Setelah mereka pergi, Yora kembali lagi ke dalam rumahnya.
Dilihatnya layar ponselnya, sudah menunjukkan pukul 22:00 malam. Tapi Jimin belum datang juga. Membuat Yora semakin khawatir di buatnya.
Yora menunggu kedatangan Jimin, dia mondar-mandir lalu duduk dan akhirnya berbaring di sofa itu. Tak terasa, Yora terlelap.
Adline tiba-tiba pulang, setelah Yora terlelap agak lama. Adline tak tega membangunkannya. Dia hanya duduk di sampingnya saja, untuk menemaninya sambil menonton tv.
"Kak? Kau dimana?"
Adline mengirim pesan pada Jimin, karena dia juga khawatir.
"Aku sedang di jalan. Malam ini sangat macet sekali, heh." balasnya.
Memang, ketika tadi Adline pulang pun, jalanan sangat macet. Tak heran Jika Jimin juga terjebak macet. Adline masih bisa memakluminya.

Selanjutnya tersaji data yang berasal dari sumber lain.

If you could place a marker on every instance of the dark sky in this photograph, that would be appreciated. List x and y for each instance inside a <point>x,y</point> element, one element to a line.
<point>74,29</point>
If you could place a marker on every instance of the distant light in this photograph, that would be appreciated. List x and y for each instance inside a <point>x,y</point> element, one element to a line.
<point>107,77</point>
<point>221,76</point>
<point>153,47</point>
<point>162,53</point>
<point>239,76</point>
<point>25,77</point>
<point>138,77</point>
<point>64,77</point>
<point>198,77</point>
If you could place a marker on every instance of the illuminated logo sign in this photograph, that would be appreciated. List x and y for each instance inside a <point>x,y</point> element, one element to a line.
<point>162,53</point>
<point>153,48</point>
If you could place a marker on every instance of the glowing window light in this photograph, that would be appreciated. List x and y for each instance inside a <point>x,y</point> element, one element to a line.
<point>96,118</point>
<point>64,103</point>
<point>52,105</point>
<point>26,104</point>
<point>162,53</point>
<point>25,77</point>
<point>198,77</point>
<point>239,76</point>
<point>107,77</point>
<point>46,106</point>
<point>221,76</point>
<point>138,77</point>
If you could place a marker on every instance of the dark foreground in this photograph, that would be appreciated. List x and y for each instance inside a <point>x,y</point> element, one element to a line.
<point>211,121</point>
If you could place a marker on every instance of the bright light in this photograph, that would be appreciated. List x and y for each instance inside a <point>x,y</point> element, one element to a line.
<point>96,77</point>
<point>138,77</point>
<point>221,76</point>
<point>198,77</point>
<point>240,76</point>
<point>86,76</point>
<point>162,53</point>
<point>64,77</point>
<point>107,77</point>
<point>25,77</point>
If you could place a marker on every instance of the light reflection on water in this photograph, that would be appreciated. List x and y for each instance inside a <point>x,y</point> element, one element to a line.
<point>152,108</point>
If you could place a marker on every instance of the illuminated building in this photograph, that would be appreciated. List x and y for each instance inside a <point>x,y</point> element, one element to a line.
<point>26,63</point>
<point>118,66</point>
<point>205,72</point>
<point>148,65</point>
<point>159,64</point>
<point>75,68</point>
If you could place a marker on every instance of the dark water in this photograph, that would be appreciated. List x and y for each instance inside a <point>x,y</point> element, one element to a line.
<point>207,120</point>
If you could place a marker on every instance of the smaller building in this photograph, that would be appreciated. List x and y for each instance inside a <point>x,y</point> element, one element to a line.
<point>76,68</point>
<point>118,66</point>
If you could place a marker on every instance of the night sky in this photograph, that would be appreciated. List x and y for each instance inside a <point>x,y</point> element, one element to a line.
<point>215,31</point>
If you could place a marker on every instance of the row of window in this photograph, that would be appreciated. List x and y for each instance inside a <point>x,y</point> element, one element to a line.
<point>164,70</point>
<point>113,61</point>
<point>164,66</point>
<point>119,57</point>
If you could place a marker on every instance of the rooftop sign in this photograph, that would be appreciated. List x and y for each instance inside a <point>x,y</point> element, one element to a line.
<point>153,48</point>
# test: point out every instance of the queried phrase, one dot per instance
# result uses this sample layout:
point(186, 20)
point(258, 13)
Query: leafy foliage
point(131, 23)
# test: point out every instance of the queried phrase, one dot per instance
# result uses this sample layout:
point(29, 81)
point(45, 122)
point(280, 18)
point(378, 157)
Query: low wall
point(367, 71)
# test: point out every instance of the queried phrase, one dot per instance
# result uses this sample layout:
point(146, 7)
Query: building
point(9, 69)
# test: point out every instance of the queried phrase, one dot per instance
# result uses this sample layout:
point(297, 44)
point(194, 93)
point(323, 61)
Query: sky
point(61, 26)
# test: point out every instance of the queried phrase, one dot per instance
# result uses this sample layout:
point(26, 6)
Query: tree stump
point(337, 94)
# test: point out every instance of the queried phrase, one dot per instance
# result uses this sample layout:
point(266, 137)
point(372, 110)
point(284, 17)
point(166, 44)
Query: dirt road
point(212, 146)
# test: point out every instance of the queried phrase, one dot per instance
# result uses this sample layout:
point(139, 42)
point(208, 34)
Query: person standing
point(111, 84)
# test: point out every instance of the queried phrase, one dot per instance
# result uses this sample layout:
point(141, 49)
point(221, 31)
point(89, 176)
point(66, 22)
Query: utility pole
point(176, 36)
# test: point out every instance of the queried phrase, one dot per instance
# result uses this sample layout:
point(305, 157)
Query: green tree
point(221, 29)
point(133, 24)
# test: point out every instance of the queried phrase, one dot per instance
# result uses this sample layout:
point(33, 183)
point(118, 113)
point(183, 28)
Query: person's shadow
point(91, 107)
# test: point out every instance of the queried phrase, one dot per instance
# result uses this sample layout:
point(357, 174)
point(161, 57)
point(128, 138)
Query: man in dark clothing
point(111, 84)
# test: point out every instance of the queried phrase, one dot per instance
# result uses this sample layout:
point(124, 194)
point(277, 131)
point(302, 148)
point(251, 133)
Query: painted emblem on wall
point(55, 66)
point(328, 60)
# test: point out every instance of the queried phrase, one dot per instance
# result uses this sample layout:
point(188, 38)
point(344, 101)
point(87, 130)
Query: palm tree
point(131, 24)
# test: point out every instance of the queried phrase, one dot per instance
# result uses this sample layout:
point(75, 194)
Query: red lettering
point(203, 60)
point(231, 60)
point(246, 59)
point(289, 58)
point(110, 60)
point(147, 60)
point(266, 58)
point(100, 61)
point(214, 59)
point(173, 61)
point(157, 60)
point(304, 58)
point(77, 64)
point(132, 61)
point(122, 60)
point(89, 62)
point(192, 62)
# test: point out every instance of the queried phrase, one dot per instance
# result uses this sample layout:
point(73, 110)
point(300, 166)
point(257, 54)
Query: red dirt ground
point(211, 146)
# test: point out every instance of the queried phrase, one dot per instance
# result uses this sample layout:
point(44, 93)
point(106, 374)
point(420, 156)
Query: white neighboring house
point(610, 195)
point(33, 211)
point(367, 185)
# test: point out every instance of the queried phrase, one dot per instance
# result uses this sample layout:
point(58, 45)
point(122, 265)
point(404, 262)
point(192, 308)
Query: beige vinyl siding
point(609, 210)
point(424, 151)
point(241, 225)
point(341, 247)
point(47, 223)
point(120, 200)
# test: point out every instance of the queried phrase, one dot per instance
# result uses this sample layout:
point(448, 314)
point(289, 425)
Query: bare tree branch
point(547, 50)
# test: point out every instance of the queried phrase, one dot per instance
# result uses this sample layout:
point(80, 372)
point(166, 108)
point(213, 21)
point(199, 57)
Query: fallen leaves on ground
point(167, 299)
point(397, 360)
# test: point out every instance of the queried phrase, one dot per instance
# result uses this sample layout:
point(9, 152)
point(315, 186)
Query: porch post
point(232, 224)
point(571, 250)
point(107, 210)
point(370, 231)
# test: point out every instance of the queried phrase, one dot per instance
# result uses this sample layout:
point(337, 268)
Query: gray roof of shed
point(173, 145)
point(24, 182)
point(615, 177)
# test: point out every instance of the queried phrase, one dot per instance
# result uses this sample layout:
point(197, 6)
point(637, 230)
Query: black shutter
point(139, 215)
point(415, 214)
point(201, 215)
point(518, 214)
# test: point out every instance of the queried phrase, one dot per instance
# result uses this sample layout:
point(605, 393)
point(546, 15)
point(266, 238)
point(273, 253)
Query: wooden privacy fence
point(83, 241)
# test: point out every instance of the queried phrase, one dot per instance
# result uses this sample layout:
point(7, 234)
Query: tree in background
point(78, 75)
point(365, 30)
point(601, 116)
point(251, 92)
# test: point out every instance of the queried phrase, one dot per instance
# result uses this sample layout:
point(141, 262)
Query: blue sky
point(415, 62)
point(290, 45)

Oh ya, Adline juga tak tahu menahu tentang Aera, karena Jimin tidak pernah menceritakannya.
"Jim... ah kenapa kau lama sekali, eoh?"
Yora mengigau, dia sampai memimpikannya.
Adline mengelus rambutnya, mencoba menenangkan Yora.
Setelah cukup lama Adline menunggu, akhirnya Jimin datang juga.
"Ah akhirnya!" Adline menghembuskan nafasnya lega.
"Kenapa Yora tidur disini?" Jimin membulatkan matanya ketika melihat Yora yang sudah terlelap di sofa.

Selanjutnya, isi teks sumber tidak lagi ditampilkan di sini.